What is the fastest Python PDF library?

PDF Oxide is the fastest Python PDF library, with 0.8ms mean text extraction time — 5.8× faster than PyMuPDF (4.6ms) and 15× faster than pypdf (12.1ms). Benchmarked on 3,830 real-world PDFs with 100% pass rate.

Is PDF Oxide free for commercial use?

Yes. PDF Oxide is MIT licensed — free for all uses including commercial products, SaaS, and proprietary software. No license fees, no sales calls, no AGPL restrictions.

Can PDF Oxide handle scanned PDFs with OCR?

Yes. PDF Oxide includes built-in OCR via PaddleOCR and ONNX Runtime. No Tesseract installation needed — just pip install pdf_oxide and use extract_text_ocr(). Supports PP-OCRv3, v4, and v5 models.

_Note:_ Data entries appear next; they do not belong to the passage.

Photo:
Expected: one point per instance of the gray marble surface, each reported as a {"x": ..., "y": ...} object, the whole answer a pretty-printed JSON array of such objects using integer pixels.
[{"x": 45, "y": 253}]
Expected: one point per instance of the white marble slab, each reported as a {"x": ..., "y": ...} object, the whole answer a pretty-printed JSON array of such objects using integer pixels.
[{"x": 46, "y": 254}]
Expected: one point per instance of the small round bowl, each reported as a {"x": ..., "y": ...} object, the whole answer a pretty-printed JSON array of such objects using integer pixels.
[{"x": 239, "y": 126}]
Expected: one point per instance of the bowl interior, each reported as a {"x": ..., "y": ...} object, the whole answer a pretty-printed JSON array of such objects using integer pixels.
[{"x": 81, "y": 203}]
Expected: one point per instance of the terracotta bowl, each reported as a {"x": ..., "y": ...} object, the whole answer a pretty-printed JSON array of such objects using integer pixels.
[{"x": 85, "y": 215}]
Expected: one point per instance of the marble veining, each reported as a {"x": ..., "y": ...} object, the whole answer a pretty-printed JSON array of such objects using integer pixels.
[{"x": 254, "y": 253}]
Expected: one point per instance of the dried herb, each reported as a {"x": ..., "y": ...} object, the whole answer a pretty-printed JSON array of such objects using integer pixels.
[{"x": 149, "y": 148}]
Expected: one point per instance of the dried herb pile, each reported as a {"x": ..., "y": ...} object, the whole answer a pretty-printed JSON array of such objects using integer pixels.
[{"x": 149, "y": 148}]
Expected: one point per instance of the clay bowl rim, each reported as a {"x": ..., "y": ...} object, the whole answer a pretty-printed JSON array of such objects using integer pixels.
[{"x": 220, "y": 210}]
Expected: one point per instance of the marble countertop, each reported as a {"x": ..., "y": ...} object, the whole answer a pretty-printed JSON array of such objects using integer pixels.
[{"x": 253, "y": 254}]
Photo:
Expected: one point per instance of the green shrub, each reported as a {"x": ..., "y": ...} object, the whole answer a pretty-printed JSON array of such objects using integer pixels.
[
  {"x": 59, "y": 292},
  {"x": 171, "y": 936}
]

Does PDF Oxide support XFA forms?

Yes. PDF Oxide is the only Python PDF library that can detect, analyze, and extract data from XFA forms (XML Forms Architecture). PyMuPDF, pypdf, pdfplumber, and pdfminer cannot read XFA form data.

How does PDF Oxide compare to PyMuPDF?

PDF Oxide is 5.8× faster than PyMuPDF (0.8ms vs 4.6ms mean), has a 100% pass rate vs 99.3%, and is MIT licensed vs PyMuPDF's AGPL-3.0. PDF Oxide also has built-in Markdown/HTML output and XFA form support that PyMuPDF lacks.

Can PDF Oxide convert PDF to Markdown?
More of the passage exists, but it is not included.